Q: What is Malaysians’ favourite dish? – A: Astro
Q: What is the strongest chicken in the world? – A: Ayam Titanium
So everything I said about memorising content using spaced repetition, the importance of having bite sized chunks of information, the need to present an overview at the start of each session etc was met with nods of approval.
Students are different
However just because we have the same neurological components does not mean they are all used in the same way. And so it would have been a mistake for me to have presented trends observed in the UK as to the attitude of students towards learning as if they were the typical attitudes of all students, in particular Malaysian ones. The reason being, I have little knowledge of the Malaysian education system, parenting skills, culture etc, these are what help shape the beliefs, values and attitudes of students in Malaysia and in turn give every student their own unique learning style.
Learning styles are unique
The generalisation about Malaysian learning styles was that there was a tendency to rank passing exams as being the most important aspect of education. This had resulted in a number of issues, one being a lack of leadership skills. Who did they blame, well they blamed the teachers for being uninspiring and measuring students by the grades they had historically achieved rather than the grades they might achieve. The point here is not in any way a criticism of the Malaysian system, there are equally many problems in the UK but to highlight why learning has to be personalised. It of course goes even deeper than nationalistic trends, clearly not all Malaysian students are focused only on passing exams and some will make great leaders, everyone is unique.
But are the teachers to blame?
If you agree with the research produced by John Hattie from the University of Auckland, the answer is yes, the teachers are to blame. His research which was built up over 15 years suggest that an individual students inherent qualities account for 50% of their ability to achieve, but on the basis this cannot be changed it would be better to look at the next biggest attribute that can be influenced. Interestingly this had little to do with who you went to school with, the so called peer effect, your home life, the school you went to, and certainly not the technology used. It was all about the teacher or type of teacher you had. It is what teachers do, know and care about that makes the difference, 30% of the difference in fact.

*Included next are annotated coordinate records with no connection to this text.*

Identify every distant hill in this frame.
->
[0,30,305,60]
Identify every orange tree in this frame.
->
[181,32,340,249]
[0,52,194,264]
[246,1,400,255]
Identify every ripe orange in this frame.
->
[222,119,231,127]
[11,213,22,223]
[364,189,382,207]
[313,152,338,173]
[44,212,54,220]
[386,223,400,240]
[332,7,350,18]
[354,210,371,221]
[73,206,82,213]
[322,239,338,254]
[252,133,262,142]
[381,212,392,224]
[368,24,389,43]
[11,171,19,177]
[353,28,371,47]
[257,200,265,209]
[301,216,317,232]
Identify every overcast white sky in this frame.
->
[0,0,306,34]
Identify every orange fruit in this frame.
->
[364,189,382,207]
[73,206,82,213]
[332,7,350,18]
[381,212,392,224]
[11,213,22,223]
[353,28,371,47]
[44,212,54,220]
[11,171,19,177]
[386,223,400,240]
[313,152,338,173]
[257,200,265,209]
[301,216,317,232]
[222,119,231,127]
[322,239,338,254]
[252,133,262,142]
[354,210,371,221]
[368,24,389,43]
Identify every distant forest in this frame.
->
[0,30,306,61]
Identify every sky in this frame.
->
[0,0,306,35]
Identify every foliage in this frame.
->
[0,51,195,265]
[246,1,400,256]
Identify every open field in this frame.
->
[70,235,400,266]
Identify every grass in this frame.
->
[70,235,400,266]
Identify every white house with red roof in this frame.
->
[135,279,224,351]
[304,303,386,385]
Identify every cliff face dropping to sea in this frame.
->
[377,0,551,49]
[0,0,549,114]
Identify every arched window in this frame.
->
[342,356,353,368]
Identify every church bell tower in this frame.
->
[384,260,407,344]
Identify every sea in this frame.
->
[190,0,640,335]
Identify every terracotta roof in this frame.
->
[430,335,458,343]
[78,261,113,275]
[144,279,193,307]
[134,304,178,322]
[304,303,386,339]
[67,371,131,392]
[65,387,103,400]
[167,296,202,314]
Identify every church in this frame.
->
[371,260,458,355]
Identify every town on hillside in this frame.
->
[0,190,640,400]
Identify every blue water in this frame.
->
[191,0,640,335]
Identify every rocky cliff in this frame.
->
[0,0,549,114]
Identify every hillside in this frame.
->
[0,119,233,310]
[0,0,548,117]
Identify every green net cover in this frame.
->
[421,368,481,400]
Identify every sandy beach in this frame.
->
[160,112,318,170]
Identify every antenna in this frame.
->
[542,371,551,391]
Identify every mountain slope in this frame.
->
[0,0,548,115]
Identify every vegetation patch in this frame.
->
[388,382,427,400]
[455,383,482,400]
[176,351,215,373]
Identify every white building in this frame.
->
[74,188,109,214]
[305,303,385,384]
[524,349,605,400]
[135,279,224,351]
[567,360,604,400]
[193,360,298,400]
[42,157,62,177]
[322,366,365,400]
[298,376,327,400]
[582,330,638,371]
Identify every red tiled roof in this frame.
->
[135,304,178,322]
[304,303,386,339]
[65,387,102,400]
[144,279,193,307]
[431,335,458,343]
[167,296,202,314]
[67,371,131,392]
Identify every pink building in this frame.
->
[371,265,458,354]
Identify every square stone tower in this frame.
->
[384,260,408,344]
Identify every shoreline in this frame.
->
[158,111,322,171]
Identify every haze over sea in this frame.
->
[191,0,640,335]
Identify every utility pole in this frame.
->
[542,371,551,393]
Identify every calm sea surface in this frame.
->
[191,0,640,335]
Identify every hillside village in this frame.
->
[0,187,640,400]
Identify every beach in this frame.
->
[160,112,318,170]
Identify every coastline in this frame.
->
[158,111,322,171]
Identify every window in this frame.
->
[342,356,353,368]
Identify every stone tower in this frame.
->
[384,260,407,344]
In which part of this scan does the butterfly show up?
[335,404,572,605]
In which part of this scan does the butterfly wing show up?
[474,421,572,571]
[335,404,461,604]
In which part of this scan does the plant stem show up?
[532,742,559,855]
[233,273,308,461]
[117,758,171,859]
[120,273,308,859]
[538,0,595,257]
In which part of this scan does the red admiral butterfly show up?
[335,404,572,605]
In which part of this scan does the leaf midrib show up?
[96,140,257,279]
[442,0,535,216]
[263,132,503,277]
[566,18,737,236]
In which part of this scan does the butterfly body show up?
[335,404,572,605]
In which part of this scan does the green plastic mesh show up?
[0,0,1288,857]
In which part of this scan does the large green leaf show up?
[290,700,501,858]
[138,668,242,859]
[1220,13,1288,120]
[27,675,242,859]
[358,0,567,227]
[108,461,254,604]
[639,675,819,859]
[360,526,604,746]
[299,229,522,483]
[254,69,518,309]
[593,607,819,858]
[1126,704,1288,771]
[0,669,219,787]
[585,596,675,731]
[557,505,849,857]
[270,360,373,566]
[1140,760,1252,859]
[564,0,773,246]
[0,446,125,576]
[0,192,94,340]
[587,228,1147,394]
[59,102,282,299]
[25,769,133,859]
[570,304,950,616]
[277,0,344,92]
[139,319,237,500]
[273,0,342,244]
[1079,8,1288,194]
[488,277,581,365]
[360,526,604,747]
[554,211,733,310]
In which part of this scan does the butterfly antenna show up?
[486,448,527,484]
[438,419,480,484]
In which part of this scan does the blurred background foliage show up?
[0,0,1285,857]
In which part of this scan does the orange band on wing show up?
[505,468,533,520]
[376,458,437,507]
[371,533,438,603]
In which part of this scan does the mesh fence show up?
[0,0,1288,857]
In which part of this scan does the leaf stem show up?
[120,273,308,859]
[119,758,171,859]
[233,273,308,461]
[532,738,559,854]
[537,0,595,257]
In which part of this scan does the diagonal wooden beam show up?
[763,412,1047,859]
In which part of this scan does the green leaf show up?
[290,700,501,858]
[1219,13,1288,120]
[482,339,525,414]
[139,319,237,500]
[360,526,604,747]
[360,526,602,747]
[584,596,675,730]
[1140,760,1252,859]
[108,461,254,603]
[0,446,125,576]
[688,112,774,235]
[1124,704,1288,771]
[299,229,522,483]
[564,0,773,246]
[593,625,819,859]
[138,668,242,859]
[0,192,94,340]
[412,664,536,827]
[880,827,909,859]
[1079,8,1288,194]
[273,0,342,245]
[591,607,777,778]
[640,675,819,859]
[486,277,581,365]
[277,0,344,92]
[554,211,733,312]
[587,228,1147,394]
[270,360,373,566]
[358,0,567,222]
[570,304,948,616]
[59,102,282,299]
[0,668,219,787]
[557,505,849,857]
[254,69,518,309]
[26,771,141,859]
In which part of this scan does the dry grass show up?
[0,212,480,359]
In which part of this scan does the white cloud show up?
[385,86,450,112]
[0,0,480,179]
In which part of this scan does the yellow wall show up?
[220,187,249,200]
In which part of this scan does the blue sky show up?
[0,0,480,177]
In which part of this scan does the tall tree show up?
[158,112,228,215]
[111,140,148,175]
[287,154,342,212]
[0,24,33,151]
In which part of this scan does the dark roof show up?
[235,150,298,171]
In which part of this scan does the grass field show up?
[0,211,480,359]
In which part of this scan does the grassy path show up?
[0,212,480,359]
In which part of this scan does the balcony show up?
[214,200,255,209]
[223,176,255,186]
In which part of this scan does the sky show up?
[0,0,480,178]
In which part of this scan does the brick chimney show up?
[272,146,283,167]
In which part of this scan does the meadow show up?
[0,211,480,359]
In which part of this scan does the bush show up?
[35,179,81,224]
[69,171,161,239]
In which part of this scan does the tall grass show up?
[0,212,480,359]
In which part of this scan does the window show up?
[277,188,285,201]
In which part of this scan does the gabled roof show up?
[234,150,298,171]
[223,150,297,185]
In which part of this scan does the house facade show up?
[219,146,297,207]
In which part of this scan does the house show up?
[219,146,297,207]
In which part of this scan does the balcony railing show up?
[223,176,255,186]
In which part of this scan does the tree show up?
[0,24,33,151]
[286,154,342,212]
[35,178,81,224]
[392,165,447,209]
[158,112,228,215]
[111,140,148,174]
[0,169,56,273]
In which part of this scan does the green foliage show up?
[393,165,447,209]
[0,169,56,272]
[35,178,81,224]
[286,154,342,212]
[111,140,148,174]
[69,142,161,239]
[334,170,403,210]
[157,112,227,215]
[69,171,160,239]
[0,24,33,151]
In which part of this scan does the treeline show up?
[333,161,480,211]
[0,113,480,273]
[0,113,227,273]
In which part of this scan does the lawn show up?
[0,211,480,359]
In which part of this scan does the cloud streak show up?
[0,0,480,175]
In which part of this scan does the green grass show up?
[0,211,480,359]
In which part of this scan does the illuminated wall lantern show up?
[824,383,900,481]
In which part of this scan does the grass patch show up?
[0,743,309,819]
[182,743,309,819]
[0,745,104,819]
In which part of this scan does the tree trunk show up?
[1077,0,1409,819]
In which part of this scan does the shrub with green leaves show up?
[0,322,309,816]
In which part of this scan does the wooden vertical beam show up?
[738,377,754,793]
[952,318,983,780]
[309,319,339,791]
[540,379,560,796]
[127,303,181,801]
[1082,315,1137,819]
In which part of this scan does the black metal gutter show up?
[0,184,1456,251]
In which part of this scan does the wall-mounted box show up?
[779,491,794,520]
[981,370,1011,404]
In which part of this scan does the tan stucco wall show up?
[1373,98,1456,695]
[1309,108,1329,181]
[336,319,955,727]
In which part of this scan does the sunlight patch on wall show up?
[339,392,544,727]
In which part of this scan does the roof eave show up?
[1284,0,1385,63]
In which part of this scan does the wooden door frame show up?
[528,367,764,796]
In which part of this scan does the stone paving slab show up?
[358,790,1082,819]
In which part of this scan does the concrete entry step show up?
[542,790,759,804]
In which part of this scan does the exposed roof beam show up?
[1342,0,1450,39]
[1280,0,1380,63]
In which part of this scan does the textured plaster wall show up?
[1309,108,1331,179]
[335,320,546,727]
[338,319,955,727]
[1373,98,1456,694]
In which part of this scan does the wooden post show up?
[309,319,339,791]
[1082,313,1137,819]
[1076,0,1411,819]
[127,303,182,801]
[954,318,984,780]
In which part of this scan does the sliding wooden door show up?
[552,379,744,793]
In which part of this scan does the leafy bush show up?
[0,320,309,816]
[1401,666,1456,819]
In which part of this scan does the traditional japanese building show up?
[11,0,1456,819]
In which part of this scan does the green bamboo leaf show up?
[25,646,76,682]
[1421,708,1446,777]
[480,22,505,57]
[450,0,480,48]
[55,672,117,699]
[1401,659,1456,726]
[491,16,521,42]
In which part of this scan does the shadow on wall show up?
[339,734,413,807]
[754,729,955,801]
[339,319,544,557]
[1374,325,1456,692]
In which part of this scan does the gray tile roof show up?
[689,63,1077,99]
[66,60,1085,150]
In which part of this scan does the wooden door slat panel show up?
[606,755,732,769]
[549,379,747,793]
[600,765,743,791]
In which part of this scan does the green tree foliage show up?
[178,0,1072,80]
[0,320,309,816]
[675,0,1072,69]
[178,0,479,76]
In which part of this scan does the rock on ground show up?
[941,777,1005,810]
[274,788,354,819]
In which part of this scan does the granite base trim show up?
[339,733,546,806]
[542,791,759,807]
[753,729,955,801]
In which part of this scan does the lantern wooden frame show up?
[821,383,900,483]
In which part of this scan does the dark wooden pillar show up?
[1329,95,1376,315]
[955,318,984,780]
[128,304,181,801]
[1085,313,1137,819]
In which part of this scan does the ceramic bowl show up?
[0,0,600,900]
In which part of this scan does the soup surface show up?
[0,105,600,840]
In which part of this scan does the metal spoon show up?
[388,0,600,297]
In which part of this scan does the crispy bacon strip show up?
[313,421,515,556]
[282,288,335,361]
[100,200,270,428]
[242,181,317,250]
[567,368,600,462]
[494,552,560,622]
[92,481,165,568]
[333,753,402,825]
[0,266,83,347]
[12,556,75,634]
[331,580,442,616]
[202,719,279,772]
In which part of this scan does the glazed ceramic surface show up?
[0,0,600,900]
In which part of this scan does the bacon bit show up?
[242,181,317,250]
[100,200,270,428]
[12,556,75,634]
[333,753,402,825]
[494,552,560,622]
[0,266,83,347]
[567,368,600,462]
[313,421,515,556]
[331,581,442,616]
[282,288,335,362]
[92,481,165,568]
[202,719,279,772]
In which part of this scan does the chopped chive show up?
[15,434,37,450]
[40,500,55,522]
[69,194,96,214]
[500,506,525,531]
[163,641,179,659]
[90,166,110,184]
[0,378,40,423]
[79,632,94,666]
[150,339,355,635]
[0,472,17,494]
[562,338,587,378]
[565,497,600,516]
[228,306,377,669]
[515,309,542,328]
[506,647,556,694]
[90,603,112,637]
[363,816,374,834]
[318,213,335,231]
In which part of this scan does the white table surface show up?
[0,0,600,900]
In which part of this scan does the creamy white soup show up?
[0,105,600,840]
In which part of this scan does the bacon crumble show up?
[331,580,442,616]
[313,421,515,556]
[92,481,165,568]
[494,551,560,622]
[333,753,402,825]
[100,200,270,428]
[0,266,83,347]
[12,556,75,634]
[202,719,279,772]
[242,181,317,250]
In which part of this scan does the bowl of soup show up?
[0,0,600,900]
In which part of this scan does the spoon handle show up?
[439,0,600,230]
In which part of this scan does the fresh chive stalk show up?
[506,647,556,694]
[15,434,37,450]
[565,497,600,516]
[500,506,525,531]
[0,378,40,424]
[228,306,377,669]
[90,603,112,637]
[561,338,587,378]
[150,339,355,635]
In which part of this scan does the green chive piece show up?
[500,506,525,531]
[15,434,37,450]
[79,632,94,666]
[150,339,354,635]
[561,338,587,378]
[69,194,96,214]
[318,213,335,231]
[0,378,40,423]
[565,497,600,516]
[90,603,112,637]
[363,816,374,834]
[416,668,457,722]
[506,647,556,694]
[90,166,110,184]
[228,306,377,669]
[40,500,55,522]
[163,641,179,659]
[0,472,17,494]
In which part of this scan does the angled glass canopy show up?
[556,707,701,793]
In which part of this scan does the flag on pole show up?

I am sure that advocates of on-line will suggest that this is not about the teacher but the type of instruction, but at this stage of the debate that will only cloud the issue. This simply highlights the importance teaching or instruction as being the most important aspect of learning wherever you are in the world. Of course your peers, classrooms, technology all contribute but if you want to make investment in learning, spend it on developing the teachers.
My time in Malaysia comes to an end this evening but even if my presentation did not achieve all I had expected I feel I have learned a little more, as the Malay saying goes….. Everyday a thread, soon a cloth.